My County, My Cooking
It my seem absurd to suggest that the loss of Ireland’s fiscal sovereignty in 2010 will have an impact on how chefs cook, but we believe it will. The only way to repair the economy is to repair local economies, and the best way to do this is to source all your ingredients and spend all your money in your neighborhood. It used to be “My Country, My Cooking”. In 2011 it’s going to be “My County, My Cooking”.
Texture is Tops
“Texture for me is just as important as flavour, and is such an exciting element in cuisine”. That is chef Peter Gilmore, of Sydney’s Quay restaurant, and he’s dead right. Yet texture remains something that Irish chefs don’t advert too. But, as Gilmore suggests, “The textural component is a natural part of all ingredients but can be enhanced or altered by different cooking methods”. We want more eating that runs the gamut not just of taste, but of texture, too.
Experiential Eating
Jordi Roca, of El Cellar de can Roca in Catalonia, in Spain, makes a dessert that is his attempt to capture the emotions going through Lionel Messi’s head as he scores a goal for Barcelona F.C. The pud comes with an MP3 player that relays an announcer’s excitement as Messi bests the backs and belts the ball into the net: sound and eating unified.

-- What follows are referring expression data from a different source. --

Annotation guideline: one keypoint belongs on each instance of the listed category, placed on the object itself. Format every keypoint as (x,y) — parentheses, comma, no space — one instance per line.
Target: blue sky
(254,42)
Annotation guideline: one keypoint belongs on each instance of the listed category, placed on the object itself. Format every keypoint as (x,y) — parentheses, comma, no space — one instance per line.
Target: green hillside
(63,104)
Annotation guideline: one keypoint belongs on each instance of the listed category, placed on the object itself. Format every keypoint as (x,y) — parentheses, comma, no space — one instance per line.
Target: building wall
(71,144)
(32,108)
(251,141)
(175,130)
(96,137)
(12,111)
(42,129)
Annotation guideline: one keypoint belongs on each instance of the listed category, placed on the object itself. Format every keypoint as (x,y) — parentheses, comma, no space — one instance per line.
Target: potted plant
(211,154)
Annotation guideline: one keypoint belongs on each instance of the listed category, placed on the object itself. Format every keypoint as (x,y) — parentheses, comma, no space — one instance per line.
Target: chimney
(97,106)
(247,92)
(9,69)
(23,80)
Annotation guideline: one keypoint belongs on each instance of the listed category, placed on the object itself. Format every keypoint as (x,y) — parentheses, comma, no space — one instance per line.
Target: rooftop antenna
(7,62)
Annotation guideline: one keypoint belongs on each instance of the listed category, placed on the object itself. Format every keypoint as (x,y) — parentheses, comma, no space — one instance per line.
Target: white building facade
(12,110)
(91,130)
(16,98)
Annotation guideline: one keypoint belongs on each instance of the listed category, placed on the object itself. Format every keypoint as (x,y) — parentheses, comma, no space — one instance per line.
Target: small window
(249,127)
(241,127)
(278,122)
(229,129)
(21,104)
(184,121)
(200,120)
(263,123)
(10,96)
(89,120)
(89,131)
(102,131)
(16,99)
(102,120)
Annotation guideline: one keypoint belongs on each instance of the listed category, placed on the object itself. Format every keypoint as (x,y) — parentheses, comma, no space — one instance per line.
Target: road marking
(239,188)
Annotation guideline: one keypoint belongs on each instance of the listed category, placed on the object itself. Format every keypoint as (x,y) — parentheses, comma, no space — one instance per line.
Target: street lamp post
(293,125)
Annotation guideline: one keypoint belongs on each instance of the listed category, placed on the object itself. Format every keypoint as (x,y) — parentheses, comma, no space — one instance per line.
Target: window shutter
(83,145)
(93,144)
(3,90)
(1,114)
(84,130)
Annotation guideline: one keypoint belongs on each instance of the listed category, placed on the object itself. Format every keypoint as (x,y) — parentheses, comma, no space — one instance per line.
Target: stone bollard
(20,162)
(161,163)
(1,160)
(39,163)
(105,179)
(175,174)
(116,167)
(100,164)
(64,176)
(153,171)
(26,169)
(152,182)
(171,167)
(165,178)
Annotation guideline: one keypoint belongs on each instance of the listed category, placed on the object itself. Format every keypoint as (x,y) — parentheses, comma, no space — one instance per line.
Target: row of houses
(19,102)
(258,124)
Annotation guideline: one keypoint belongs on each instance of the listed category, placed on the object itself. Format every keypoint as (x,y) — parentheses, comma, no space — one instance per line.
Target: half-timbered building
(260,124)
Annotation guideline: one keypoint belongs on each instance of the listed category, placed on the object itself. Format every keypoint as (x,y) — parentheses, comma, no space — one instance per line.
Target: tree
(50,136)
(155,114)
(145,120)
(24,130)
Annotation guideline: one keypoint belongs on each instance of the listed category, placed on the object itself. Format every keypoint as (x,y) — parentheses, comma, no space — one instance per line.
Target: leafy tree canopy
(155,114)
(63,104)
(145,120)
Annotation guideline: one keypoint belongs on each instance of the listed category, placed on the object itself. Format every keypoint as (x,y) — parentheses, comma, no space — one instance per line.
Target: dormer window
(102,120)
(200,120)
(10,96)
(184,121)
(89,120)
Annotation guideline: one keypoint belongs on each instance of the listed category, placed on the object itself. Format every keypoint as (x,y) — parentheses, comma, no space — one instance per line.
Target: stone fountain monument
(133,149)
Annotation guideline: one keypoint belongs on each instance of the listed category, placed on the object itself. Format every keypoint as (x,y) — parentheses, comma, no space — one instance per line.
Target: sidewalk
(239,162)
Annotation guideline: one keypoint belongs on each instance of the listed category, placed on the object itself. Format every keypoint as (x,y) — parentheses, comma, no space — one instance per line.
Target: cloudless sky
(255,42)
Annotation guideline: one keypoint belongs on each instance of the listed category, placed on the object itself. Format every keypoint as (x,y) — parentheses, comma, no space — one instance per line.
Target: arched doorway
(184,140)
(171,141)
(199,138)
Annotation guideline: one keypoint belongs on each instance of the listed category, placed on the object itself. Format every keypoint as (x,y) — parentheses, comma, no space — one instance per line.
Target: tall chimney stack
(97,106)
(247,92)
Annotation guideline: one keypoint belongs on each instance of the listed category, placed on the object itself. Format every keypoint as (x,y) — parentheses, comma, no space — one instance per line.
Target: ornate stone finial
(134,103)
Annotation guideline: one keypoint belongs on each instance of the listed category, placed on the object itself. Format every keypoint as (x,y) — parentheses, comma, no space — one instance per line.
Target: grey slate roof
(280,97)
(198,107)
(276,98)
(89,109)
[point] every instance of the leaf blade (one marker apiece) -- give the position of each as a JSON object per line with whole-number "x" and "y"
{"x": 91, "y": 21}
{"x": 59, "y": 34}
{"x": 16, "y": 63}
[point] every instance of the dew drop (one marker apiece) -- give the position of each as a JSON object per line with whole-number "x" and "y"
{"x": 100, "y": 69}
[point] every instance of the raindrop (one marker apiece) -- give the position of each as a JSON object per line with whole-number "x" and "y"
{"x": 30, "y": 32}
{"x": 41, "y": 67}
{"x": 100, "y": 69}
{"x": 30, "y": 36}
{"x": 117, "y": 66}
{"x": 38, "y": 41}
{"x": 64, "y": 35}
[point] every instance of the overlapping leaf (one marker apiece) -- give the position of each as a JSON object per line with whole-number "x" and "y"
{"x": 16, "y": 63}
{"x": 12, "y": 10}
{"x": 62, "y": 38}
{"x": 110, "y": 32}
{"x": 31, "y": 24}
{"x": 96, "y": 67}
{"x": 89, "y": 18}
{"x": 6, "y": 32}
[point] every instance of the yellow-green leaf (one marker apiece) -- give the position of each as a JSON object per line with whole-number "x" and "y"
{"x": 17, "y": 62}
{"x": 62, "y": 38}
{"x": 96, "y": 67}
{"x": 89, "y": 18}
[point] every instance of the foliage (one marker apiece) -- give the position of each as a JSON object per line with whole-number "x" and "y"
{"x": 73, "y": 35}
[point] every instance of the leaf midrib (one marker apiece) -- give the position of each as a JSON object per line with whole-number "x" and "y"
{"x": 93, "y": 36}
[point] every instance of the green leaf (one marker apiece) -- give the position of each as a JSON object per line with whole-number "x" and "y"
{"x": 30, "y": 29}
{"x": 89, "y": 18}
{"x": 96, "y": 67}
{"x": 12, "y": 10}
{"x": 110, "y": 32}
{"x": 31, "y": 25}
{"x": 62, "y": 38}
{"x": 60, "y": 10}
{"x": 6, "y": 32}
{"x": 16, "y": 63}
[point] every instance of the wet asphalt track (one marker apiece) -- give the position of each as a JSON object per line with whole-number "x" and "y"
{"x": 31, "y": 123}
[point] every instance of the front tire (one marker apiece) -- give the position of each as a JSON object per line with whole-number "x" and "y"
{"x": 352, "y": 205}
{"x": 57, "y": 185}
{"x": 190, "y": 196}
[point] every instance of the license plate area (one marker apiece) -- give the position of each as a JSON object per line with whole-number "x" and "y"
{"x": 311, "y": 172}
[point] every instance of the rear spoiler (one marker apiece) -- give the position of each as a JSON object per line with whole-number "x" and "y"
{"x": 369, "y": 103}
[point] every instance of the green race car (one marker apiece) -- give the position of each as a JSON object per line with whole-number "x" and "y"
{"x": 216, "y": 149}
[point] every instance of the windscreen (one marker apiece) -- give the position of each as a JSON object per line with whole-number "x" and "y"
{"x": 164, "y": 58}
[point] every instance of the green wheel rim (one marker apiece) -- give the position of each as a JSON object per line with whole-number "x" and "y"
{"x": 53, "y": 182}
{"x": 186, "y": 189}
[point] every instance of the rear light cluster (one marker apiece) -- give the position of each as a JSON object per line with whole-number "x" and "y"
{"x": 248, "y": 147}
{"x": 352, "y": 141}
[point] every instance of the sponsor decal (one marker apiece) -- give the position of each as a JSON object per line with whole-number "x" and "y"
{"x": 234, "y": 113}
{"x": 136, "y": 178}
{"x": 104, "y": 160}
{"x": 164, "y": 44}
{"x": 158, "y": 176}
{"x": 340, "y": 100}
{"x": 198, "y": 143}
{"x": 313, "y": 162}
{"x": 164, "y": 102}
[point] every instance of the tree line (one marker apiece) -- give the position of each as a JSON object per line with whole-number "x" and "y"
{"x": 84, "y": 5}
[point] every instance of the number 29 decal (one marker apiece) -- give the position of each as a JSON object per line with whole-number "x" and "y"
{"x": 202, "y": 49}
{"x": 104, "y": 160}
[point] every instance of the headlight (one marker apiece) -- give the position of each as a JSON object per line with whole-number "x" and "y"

Well, Jordi’s pudding may be the avant garde extreme, but we think the tactile and sensory elements of cooking are going to come more to the forefront in 2011. Already, cooks are taking further the El Bulli and Fat Duck ideas, where a dish creates – or tries to re-create – an experience, beyond the simple one of just eating some food maybe. Experiential Eating, let’s call it.
My Philosophy
If you’ve got it, you need to spell it out, and if you haven’t got it yet, then you need to get it. Increasingly, the difference between those who succeed and those who are very successful in the world of food, is about communication: what is my message?, and how well do I spell it out? It’s all about your philosophy, what you think about what you do and why you do what you do.
Come Into The Garden
You want to be taken seriously as a cook and restaurateur? Then become a gardener. If you ain’t in GIY, then you ain’t in the game. Garden to plate in 20 metres is where it’s at, and don’t tell us you can’t do it because you work in a city: you can.
Hi-Tech, Low-Concept
“When people eat my food, I want it to be a simple pleasure”. That’s Brent Savage, chef of Sydney’s Bentley restaurant. To create that simple pleasure, Mr Savage uses as much technology as he can in his kitchen – sous vide; sodium citrate; liquid nitrogen, and so on – but the intent is, nevertheless, to create “a simple pleasure”. The tech is hi, the concept is low. “I believe that balance of flavour is most important and technology is used only to achieve this objective”, is how another Aussie hotshot, Dan Hunter of the Royal Mail Hotel, expresses it.
Preserved Food
Dehydrating. Smoking. Curing. Pickling. Kitchen techniques are evolving backwards, as well as forwards, for there is nothing like the tastes and textures that can be gained by using traditional methods of preserving foods: not fresh, not frozen, but somewhere deliciously in-between. In London's The Ledbury, chef Brett Graham uses both smoked bone marrow and smoked potatoes, and bakes his celeriac in ash.
Social Media
There is increasing evidence that people choose places to eat on the basis of how well they communicate via social media. Food people will be Facebooking, they will be tweeting, and doing so allows them to go straight to their constituency. It takes time, sure, but it costs nothing, and it means the customer will be thinking of you.
Edible Flowers
People used to put edible flowers on plates as decorations, and customers duly took a look at them and then moved them to the side and didn’t eat them. But edible flowers are now asserting a role not just as eye candy, but as an integral part of the flavours of a dish, and as an element of its narrative. What they say is: these flowers coincide with, contrast with, and complement the ingredients we have used. And they prove we have a garden: would you like to see it? (note: illustration is from Chef Dan Hunter, former Head Chef of Mugaritz, in San Sebastian and now head Chef of Royal Mail Hotel, Southern Australia)
Presentation as Narrative
Just as flowers tell part of the narrative of a dish, so the presentation of the food is the primary element of the dish’s story. Seafood suggests a shoreline; mushrooms suggest a forest; vegetables suggest a field, and the presentation then tries to capture the narrative. If we are lucky, this is the trend that will finally kill off tall food.
The protein is no longer the main event
Back in the day, everything in a restaurant meal played second fiddle to the protein. Even the potatoes could – at best – scrape second place to the prime cut. That was the way in which chefs were taught, and it’s just sooo last century. Today, protein should be just one element of a culinary narrative that delights with its appearance, its balance, its flavours, its textures, its readability.